The Second Circuit has explained that "the operative language in § 1681h(e) provides only that the provision does not preempt a certain narrow class of state law claims; it does not prevent the later-enacted § 1681t(b)(1)(F) from accomplishing a more broadly-sweeping preemption." Macpherson v. JPMorgan Chase Bank, N.A., 665 F.3d 45, 48 (2d Cir. 2011). As was the case in Macpherson, plaintiff's NYGBL claim is preempted by the plain language of § 1681t(b)(1)(F).

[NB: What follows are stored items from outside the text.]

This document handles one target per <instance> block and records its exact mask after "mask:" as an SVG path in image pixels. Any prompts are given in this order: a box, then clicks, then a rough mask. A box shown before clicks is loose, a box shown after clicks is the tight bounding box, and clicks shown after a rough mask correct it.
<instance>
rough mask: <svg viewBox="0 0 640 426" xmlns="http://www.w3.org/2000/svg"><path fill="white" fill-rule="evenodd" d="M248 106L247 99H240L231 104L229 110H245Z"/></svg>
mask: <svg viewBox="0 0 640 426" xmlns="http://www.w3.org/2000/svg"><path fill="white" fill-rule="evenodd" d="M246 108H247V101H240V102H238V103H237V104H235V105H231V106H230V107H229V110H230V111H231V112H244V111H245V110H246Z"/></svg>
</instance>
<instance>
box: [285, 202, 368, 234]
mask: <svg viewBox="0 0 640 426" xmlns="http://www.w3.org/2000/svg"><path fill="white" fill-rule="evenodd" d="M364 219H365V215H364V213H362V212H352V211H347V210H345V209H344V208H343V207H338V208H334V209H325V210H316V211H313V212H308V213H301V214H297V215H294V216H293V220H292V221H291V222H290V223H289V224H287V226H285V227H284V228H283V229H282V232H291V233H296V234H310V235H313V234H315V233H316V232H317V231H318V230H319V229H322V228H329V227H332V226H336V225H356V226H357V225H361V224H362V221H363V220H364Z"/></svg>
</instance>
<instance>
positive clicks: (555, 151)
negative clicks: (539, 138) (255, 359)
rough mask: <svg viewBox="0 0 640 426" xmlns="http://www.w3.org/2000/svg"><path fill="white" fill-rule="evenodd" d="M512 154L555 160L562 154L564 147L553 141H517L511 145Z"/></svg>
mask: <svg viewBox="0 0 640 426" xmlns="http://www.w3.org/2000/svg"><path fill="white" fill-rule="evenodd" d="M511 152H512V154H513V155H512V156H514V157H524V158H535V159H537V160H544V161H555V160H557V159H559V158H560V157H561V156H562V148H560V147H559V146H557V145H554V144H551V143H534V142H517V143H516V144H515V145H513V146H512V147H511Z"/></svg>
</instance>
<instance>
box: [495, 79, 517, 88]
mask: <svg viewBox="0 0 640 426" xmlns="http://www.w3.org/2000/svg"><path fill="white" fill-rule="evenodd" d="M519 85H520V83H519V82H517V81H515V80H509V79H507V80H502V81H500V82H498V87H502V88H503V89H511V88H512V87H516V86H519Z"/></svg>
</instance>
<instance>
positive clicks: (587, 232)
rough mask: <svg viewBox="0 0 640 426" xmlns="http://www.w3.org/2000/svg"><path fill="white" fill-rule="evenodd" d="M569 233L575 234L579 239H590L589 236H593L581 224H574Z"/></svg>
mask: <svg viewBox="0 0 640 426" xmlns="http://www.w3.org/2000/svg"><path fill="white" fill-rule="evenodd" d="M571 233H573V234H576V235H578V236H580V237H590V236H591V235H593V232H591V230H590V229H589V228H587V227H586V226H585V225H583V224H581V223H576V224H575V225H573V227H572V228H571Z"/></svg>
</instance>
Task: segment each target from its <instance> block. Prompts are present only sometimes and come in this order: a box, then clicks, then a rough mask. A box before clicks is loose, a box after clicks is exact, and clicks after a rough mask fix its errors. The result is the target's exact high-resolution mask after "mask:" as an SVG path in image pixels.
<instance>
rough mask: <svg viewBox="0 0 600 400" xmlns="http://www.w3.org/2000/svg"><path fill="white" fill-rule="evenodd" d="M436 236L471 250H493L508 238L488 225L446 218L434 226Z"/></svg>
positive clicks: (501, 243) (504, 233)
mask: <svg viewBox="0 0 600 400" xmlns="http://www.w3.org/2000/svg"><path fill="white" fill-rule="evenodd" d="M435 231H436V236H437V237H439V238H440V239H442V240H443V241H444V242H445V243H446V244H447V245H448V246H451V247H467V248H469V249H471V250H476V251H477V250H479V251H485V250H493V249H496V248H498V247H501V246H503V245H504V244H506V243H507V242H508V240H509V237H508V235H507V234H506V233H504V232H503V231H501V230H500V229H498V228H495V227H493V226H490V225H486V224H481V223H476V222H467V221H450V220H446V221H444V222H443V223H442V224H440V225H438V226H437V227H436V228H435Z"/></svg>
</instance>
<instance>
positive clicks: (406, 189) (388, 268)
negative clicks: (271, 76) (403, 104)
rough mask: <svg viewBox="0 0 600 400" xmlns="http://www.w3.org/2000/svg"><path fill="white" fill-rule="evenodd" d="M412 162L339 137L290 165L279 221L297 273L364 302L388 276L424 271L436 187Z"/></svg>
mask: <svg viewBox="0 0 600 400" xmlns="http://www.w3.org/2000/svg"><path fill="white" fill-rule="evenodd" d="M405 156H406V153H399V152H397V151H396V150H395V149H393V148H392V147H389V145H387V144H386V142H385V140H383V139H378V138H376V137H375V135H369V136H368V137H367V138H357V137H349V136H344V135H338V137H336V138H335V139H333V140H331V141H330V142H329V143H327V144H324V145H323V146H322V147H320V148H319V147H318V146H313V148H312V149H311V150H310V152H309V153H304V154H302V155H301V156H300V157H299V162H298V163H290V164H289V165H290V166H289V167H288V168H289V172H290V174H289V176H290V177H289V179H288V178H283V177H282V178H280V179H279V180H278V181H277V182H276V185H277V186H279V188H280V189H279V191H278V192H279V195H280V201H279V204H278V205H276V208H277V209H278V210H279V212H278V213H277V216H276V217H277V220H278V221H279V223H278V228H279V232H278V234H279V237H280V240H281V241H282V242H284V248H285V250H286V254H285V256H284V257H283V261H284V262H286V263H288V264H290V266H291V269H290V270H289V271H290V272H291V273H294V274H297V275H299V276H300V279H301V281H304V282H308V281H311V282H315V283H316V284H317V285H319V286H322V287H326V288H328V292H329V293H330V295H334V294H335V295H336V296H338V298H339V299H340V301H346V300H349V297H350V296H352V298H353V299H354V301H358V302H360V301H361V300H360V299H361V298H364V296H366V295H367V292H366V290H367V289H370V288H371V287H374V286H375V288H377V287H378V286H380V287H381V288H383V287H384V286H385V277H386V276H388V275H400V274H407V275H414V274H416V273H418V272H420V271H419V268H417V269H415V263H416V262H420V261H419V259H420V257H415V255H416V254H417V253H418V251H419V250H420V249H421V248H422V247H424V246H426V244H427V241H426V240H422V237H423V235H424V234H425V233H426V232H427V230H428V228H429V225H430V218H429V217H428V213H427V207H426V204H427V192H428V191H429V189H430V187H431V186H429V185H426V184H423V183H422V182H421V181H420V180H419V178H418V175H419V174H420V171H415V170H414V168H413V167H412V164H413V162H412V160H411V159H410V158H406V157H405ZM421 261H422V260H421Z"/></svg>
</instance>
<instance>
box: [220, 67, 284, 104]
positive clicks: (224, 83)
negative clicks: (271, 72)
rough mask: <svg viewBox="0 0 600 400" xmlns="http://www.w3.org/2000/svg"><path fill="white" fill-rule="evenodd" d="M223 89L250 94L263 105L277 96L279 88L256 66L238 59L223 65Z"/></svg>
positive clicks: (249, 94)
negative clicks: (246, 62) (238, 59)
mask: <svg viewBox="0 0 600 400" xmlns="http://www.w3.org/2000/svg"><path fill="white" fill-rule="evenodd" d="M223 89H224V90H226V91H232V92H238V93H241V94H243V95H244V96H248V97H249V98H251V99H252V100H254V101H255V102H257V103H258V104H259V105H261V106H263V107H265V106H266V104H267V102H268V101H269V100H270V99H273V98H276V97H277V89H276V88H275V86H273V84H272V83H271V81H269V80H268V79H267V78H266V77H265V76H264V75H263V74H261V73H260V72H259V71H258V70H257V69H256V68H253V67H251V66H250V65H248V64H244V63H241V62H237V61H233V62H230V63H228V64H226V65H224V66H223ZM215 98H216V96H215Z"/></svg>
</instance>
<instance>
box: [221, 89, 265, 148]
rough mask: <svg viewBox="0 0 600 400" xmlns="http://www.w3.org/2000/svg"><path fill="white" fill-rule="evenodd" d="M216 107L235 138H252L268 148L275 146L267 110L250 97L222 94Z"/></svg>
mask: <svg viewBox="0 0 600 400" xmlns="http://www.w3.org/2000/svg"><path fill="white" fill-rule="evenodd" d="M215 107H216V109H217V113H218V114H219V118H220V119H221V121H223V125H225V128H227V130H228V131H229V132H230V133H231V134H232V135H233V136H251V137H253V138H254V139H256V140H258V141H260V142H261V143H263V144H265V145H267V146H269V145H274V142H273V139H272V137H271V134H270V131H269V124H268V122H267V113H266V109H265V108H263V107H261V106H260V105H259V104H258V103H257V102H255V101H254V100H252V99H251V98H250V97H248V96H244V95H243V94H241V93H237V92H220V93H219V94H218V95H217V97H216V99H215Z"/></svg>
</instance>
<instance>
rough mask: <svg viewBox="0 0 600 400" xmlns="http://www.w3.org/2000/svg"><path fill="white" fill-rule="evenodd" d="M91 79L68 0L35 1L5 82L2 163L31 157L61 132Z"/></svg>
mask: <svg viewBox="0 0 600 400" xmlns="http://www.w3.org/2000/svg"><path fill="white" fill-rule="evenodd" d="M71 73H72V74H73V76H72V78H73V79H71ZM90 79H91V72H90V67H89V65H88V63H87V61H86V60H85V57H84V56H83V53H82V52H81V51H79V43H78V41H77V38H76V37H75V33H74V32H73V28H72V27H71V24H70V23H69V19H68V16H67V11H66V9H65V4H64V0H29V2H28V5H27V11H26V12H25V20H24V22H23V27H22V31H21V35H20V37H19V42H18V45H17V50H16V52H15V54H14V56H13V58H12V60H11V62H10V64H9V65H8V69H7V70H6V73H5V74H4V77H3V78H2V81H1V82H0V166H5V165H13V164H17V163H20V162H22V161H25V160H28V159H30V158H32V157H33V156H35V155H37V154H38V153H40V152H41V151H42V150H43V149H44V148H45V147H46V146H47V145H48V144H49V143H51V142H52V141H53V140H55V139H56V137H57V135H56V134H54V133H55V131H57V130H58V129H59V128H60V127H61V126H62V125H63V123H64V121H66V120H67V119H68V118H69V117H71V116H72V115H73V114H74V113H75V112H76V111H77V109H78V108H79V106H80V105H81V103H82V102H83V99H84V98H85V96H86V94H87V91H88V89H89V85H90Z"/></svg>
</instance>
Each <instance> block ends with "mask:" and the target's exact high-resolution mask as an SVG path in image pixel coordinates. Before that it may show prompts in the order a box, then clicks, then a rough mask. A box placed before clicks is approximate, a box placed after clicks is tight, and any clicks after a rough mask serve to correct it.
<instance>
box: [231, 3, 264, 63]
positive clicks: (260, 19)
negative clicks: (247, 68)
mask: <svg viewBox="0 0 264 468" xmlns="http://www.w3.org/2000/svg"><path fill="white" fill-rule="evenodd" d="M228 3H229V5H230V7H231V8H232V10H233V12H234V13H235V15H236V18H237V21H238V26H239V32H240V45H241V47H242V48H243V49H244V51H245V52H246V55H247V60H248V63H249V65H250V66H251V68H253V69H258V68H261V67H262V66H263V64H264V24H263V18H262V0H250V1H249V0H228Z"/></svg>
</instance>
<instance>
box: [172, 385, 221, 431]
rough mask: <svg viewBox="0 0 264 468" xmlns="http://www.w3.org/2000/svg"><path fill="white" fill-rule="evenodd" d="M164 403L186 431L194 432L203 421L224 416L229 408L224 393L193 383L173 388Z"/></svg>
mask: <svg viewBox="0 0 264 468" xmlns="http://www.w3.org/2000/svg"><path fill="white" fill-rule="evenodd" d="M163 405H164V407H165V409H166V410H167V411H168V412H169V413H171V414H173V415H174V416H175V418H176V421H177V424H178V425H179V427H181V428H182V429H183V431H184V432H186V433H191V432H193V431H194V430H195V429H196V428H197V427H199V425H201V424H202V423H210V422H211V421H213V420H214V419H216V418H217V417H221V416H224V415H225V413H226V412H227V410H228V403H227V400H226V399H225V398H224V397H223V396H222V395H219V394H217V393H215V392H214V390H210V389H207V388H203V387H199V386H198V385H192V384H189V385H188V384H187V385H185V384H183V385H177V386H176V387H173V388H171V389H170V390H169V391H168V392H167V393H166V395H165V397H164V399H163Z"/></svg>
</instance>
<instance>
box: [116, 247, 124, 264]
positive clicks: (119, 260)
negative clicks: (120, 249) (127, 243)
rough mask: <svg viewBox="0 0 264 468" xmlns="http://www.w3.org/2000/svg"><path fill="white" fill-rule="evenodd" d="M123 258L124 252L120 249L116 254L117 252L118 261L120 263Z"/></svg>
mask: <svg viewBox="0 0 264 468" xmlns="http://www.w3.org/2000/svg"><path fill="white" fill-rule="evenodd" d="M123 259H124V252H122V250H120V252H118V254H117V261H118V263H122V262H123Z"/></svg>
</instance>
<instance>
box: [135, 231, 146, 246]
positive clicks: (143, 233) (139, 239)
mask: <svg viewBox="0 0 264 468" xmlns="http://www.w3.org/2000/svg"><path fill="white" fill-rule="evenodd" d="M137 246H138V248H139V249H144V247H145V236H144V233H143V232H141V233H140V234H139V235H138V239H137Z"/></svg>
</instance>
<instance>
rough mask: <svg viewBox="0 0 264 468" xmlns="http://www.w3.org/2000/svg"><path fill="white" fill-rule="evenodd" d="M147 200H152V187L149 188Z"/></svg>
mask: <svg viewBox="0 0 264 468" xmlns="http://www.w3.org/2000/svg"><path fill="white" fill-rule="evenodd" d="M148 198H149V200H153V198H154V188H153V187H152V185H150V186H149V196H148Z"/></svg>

Having determined that plaintiff's NYGBL claim is preempted by the FCRA, the Court need not address defendant's argument on the merits of the claim itself.

CONCLUSION

Accordingly, defendant's [17] motion to dismiss is denied with respect to plaintiff's FCRA claim and granted with respect to plaintiff's NYGBL claim.

SO ORDERED.

FootNotes


1. In connection with its motion to dismiss, defendant filed an affidavit attaching the credit report, which plaintiff neither annexed to her complaint nor explicitly incorporated by reference. The Court can still consider this report. "`[W]hen a plaintiff chooses not to attach to the complaint or incorporate by reference a [document] upon which it solely relies and which is integral to the complaint,' the court may nevertheless take the document into consideration in deciding the defendant's motion to dismiss, without converting the proceeding to one for summary judgment." Int'l Audiotext Network, Inc. v. Am. Tel. & Tel. Co., 62 F.3d 69, 72 (2d Cir. 1995) (quoting Cortec Indus., Inc. v. Sum Holding L.P., 949 F.2d 42, 47 (2d Cir. 1991)).
2. Although the complaint does not include any indication that plaintiff alleges defendant willfully violated the FCRA, the Court agrees with defendant that to the extent plaintiff does attempt to claim that defendant's conduct was willful, that claim is dismissed in light of the absence of any factual allegations tending to show willfulness with respect to CitiMortgage specifically.
3. As defendant acknowledges, during the initial status conference in this matter, plaintiff represented that she refrained from applying for credit because she thought the "Pay Status" line would cause lenders to reject her application.